I mentioned this to my wife one evening, over our fifth consecutive dinner of Kraft Macaroni & Cheese.

She laid down her fork and smiled at me gently. “Excess? Really? You?” Then she reached for her hidden bottle of Tabasco.

That first year in the turkey woods was an education. I assumed that turkeys were stupid and easy, incapable of dodging even a slow-moving sedan. I assumed there was little to learn. I looked sharp, there were turkeys about; how hard could tagging a turkey be?

The turkeys seemed to sense my rising ethical turmoil. Gobblers began haunting the road I traveled to work. They appeared in the yards of neighbors who I knew were gone for the day.

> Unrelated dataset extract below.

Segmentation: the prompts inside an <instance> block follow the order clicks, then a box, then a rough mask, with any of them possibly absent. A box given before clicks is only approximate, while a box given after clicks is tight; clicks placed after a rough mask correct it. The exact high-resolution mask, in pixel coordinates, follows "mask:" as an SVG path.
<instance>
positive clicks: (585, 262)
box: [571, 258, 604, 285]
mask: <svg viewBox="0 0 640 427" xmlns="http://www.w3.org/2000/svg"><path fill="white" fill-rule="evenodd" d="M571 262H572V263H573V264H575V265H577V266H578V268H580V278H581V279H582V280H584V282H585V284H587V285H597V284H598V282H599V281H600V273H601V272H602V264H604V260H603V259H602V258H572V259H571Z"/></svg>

My first sense that matters might be more complex came during preseason scouting in April, when I watched a roost a few miles from my hilltop home, where four gobblers had taken up residence in some twisted, towering wolf pines. I heard their dawn chorus. I had them pegged. I was confident of taking my limit of longbeards within the first days of the season. The night before the opener, I watched it all transpire across drooping eyelids. The birds would fly down across the tar road, alight in a hardwood strip, and work out into a cow pasture in the rising mist. And there I’d be, well before dawn with an oak at my back and my toes wiggling in my Le Chameaus. I could already smell the roast turkey and morel gravy.

But at my first call the birds disappeared downhill and into the ether. As days passed they grew increasingly wary. I rose earlier, set up with more caution, called less and less. Light filtered through the pines, waves of morning birdsong broke over a sleeping world, and the turkeys never showed. I sat there, morning after morning, thinking about wanting—wanting to shoot a turkey, wanting to shoot one real bad, willing to do almost anything to achieve success.

The turkeys seemed to sense my rising ethical turmoil. Gobblers began haunting the road I traveled to work. They appeared in the yards of neighbors who I knew were gone for the day. They puffed and clucked and strutted before picture windows. They materialized in wide-open spaces right after the 11 a.m. cutoff. And every time I’d stop, the truck idling, a pair of No. 5 mags jiggling in my hand, and I’d wonder: Would anyone see? Would anyone hear? Would it really be so bad to just go ahead and get that first bird out of the way?

And every time I couldn’t do it. You can take the boy out of the starched shirt, but you can’t take the starched shirt out of the boy. Or the taste of Tabasco.

Season one closed without a scent of success. Only the pungency of desire rising from waxed cotton.

Season two was even worse. As was season three. I grew weak with disappointment. I was calling well, getting responses, and still not sealing the deal. By season four’s end, I even looked like a turkey hunter, with a vest-slash-seat, decoys, and a camo-dipped semiauto with a red dot. Still, nothing fell. I was so morally feeble that when a hill farmer neighbor mentioned that the barnyard tom he’d overwintered went rogue, I volunteered my services. I’m ashamed to say that my first gobbler was a hissing, guano-stained travesty that I killed mostly from self-defense. He was tasty, but I was still a failed turkey hunter.